Jackson also contends that the court misconstrued the
hearing testimony by finding that Officer Dupuis's cruiser was
not parked in a way that blocked the Audi from leaving the
Riley's Sport Shop parking lot. Specifically, the court found
"credible Agent Cook's and Officer Barter's testimony that the
cruiser was not parked in a way that blocked the blue Audi from
leaving" and that "Officer Dupuis testified that he did not
6 remember where he parked the cruiser, but indicated that he did
not believe that he blocked the Audi." Doc. 152 at 6 n.5.
Jackson contends that Officer Barter testified that he did not
remember whether the Audi was blocked and that Officer Dupuis
did not have a recollection about where he parked the cruiser.
The court, however, found that whether the Audi was blocked
was immaterial to its conclusion that Jackson was not subjected
to custodial interrogation because "even under Jackson’s version
of events, it was the Audi that was blocked by the cruiser;
Jackson himself was never physically restrained. Furthermore,
Keenan and Soule-Jensen drove Jackson to Riley’s Sport Shop and
the Audi was not his car." Doc. 152 at 18; United States v.
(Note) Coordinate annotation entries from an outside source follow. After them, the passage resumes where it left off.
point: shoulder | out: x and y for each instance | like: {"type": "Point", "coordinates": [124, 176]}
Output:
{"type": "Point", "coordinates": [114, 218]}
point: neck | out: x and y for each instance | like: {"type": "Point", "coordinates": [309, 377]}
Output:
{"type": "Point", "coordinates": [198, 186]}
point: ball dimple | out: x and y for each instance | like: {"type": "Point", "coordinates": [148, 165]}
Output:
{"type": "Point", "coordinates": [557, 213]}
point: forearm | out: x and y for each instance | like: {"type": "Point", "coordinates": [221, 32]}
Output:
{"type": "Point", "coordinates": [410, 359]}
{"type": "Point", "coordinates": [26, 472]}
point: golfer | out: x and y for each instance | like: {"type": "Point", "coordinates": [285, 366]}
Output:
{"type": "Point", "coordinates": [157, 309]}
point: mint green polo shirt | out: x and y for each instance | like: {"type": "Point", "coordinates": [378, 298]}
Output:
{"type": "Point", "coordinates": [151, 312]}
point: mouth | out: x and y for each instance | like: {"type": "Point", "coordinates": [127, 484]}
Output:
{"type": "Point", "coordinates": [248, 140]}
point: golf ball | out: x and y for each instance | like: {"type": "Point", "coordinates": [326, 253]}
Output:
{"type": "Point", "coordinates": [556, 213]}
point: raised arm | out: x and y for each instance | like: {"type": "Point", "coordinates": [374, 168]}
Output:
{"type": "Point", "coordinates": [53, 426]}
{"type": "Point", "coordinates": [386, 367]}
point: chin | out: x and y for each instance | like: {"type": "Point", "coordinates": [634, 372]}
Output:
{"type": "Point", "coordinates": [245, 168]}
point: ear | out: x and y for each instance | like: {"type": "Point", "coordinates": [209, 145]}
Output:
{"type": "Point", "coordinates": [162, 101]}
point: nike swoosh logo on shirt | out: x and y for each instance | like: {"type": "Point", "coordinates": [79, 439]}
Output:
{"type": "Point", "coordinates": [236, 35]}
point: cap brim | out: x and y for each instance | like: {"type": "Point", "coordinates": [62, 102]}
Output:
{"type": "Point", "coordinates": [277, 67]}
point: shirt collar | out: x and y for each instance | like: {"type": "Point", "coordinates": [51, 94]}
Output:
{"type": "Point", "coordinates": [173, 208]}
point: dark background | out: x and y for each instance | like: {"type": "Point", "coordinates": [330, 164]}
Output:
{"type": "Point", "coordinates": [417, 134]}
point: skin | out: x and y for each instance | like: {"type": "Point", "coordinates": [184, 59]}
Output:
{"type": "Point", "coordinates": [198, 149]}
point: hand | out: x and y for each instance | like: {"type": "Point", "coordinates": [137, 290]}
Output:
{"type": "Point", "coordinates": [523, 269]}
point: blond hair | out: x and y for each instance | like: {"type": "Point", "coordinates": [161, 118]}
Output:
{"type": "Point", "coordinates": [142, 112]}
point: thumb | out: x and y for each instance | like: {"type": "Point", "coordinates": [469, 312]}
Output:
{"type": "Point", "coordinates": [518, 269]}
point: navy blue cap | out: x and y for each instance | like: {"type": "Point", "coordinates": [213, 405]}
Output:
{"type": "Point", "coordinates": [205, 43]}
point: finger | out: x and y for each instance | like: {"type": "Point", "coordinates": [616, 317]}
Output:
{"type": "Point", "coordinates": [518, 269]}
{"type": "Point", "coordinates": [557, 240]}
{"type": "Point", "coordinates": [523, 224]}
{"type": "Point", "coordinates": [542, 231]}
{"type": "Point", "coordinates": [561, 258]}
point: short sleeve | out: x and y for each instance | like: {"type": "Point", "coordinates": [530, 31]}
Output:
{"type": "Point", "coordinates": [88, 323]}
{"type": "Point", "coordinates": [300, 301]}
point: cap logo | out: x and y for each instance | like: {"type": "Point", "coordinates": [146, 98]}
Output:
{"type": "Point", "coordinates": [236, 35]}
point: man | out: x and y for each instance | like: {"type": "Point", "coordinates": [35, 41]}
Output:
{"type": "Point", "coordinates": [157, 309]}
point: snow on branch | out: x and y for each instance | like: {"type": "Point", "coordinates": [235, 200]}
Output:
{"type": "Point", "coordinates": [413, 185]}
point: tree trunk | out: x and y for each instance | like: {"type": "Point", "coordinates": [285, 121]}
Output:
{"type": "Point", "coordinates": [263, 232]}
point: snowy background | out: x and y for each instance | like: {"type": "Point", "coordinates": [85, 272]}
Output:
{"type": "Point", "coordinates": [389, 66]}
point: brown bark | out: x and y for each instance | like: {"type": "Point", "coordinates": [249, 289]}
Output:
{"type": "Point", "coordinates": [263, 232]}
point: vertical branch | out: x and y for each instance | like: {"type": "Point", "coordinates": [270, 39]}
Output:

Hughes, 640 F.3d 428, 436 (1st Cir. 2011) (affirming district
court's decision finding that the defendant was not in custody
and noting the significance that "no meaningful physical
restraint was applied to the defendant"). Jackson provides no
argument that suggests this finding should be reconsidered or
was based on a manifest error of fact or law.
In any event, the court's finding that the Audi was not
blocked by the cruiser is not manifestly incorrect. Agent Cook
testified that the cruiser was not blocking the Audi. Doc. 166
at 70, 100-01 ("Q. Did the marked Hooksett vehicle block the
Audi in any way? A. No, it didn't."). Officer Barter did not
remember that the cruiser was parked in a way that blocked the
7 Audi. On direct examination, Officer Barter testified that,
although he was not sure exactly where the cruiser was parked,
he remembered that the cruiser was parked a couple of parking
spots away from where he, Jackson, and Soule-Jensen were
standing, which was near the front (Soule-Jensen) and back
(Jackson) of the Audi. See id. at 26-27 ("I remember the
cruiser being a couple parking spots away, but I don't remember
exactly where it was. I believe it was more towards the road
area, but I can't remember exactly."). When asked if the
cruiser was blocking the Audi from leaving the parking lot,
Officer Barter responded, "Not that I remember." Id. at 27. On
cross-examination, however, Officer Barter indicated that he did
not know whether or not the cruiser blocked the Audi. Id. at
48-49 ("Q. All right. And he parked the cruiser so that it
blocked the Audi from leaving, right? A. I don't remember where
he parked the cruiser. I don't remember that, but I don't
remember for sure where that cruiser was positioned. Q. Okay.
So you're not disputing that. You just don't remember if it was
blocking the Audi from leaving or not? A. Correct. I do not
remember that."). Officer Dupuis testified that, while he did
not recall specifically where he parked the cruiser, he did not
believe it would have blocked a vehicle in the parking lot. Id.
at 114 ("Q. Do you recall if you parked your cruiser in a way
that would have blocked the route of a vehicle in the parking
8 lot? A. It's not written in my report so I can't – I don't
believe I did."). Considering all of the testimony, Jackson has
not demonstrated that the court manifestly erred by finding that
the Audi was not blocked in by the cruiser.
For the foregoing reasons, Jackson has not demonstrated any
manifest error of law or fact in the court's order denying his
motion to suppress.
Conclusion
Jackson’s motion for reconsideration (doc. no. 159) of the
court's order denying in part his motion to suppress is denied.
SO ORDERED.
__________________________ Joseph A. DiClerico, Jr. United States District Judge
March 30, 2021
cc: Simon R. Brown, Esq. Anna Z. Krasinski, Esq. Seth R. Aframe, Esq.